Over the coming week, a small corner of the Swiss Alps will become a businessman's playground as more than 1,000 executives buttonhole rivals and political leaders on global challenges and deals, in between runs down ski slopes for the fittest.
The annual, clubbish, meeting of the World Economic Forum (WEF) regularly draws a sizeable chunk of the world's corporate and political elite to the eastern Swiss resort of Davos.
After last year's foray into both poverty and climate change with Tony Blair, Gerhard Schroeder, Brazil's leader Luis Inacio Lula da Silva or President Thabo Mbeki of South Africa, the organizers readily admit that this year's event has seen some political downsizing.
"Clearly one year on our minds are in a different place," said WEF managing director Ged Davis, announcing an economic bias to the five-day meeting starting on Wednesday.
This year's array of global concerns range from the growing weight of China and India, to fears of an oil and energy crisis or the strain on global water supplies.
Heads of state and government -- beyond German Chancellor Angela Merkel -- will be thin on the ground and the ministerial representation is dominated by finance and trade specialists.
About half the 2,340 participants expected in Davos are business chiefs -- just 15 percent of them women -- including the heads of three-quarters of the top 100 ranked companies.
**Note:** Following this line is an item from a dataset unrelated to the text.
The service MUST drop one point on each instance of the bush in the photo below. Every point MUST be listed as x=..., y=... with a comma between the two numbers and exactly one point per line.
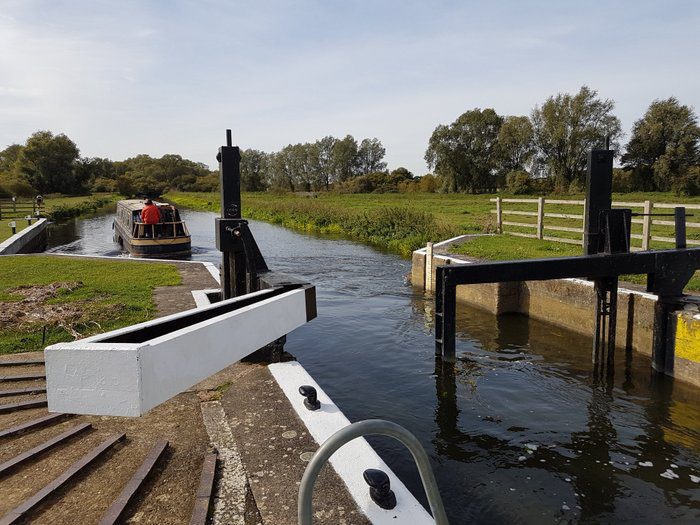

"The World Economic Forum tries to keep away from issues that are too politicized," Klaus Schwab, founder and executive chairman said after being asked about the potential for talks on Iran.
"For me the key issue is the shift of the center of gravity from the West to the East, the rise of China and India not as a threat, but as an opportunity," he said.
Chinese Vice Premier and central economic planning chief Zeng Peiyan (曾培炎), and the governor of China's central bank, Zhou Xiao-chuan (周小川), who holds the key to the yuan's exchange rate, are due be accompanied by a showcase business delegation.
India's business community is also flocking to the Alps, along with commerce and industry minister Kamal Nath, who is due to take part in a trade meeting on the sidelines of the forum.
The WEF's mainly Western, US$20,000-a-year fee paying members highlighted the two Asian powers as areas of "immense" opportunity, but also signaled anxiety about low-cost competition, Davis said.
An internal survey found that energy-related topics came top of their list of concerns.
"What is on the top of the agenda this year is energy security. Second, climate-change regulation and its impact on markets, third, mid- to long-term supply uncertainties ... and fourth new forms of terrorism," energy specialist Christophe Frey said.
The "energy summit" events include a private session sounding out the response of industry chiefs, senior officials and analysts to a potential oil crisis.
The scenario involves simultaneous attacks on chokepoints in global energy supply -- thought to be ports, shipping routes, pipelines and refineries -- that "cause havoc on energy markets" and send prices above US$120 a barrel for weeks.